距離が遠かったのに加え一点集中の光は敵のみを切り裂く一撃。 後の光は余剰エネルギーが焼いただけだ。 しかし、それでなお巨大なクレーターを生み出されたのは絶唱の威力を見ていた皆に分からせる。
「翼ちゃんのバイタル急速に低下ッ! 危険ですッ!!」
だからこそ、その反動もまた甚大である。
バイタルオペレーターの声が焦りを隠そうともせずそれを告げる。
それを聞いた、弦十郎は我慢の限界とばかりに二課の椅子から立ち上がり、通信機器の電源を入れた。
「医療班、急ぎ現場に迎えッ! 翼が重傷だッ!!」
「駄目よ、弦十郎君」
バイタルデータは画面に表示されている今にも危険域に突入しかねない危険であるという値を取っている。

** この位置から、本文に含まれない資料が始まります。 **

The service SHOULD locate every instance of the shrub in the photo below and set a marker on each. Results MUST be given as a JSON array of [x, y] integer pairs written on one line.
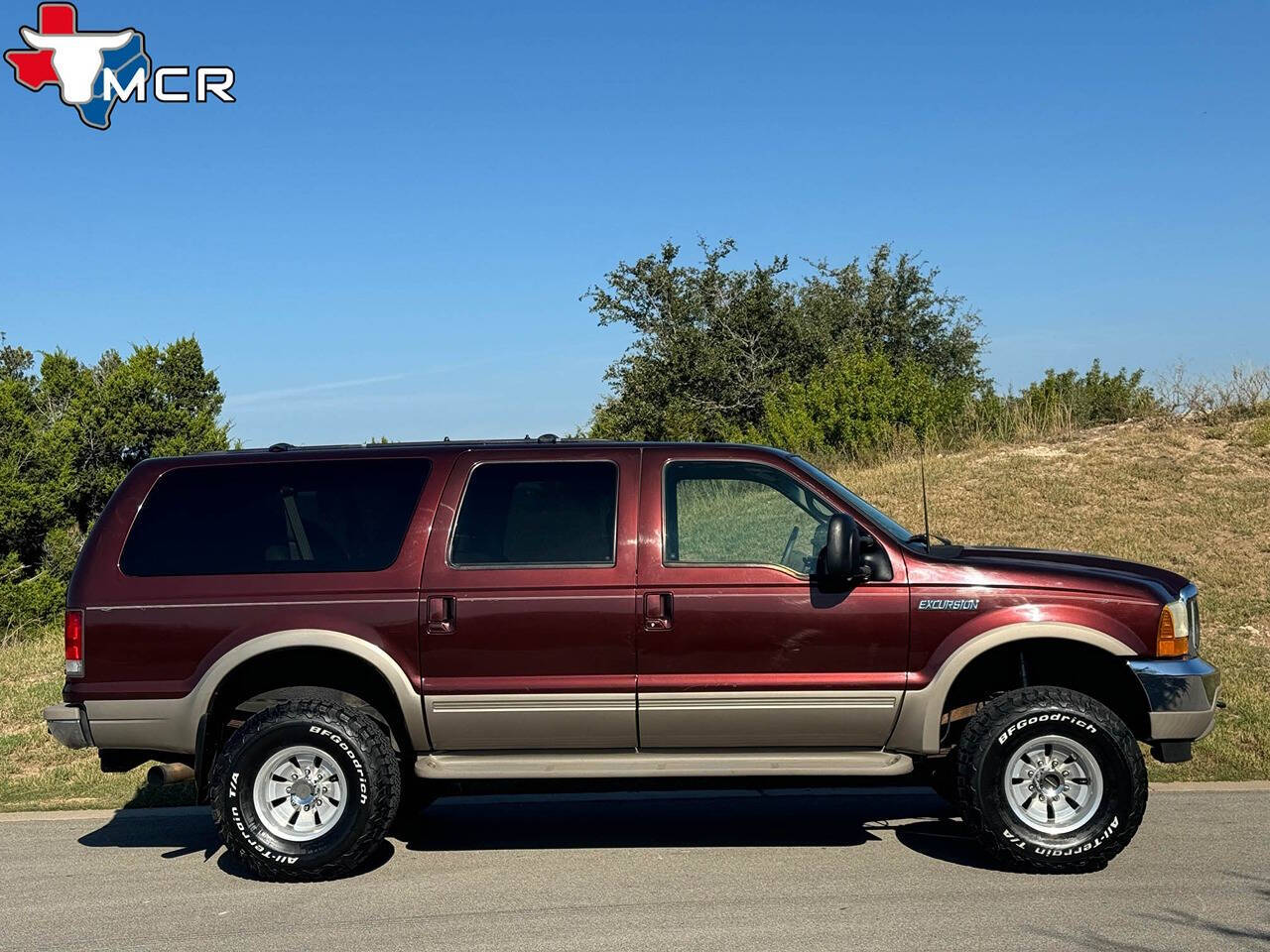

しかし彼女、了子は救護班が向かうことを冷たく押し止めた。
当然、弦十郎たちの視線は彼女に向かう、鋭い目に射抜かれ、なおも冷静、いっそのこと冷徹と言っていいほどに鋭く険しい表情だ。
「まだ終っていない、敵の反応が消えていないの」
「馬鹿なッ! 絶唱だぞッ!?」
弦十郎の驚愕が司令室に響き、動揺が走る。
絶唱はシンフォギアの決戦兵装―――聖遺物の機能を最大限に引き出して放出する攻撃だ。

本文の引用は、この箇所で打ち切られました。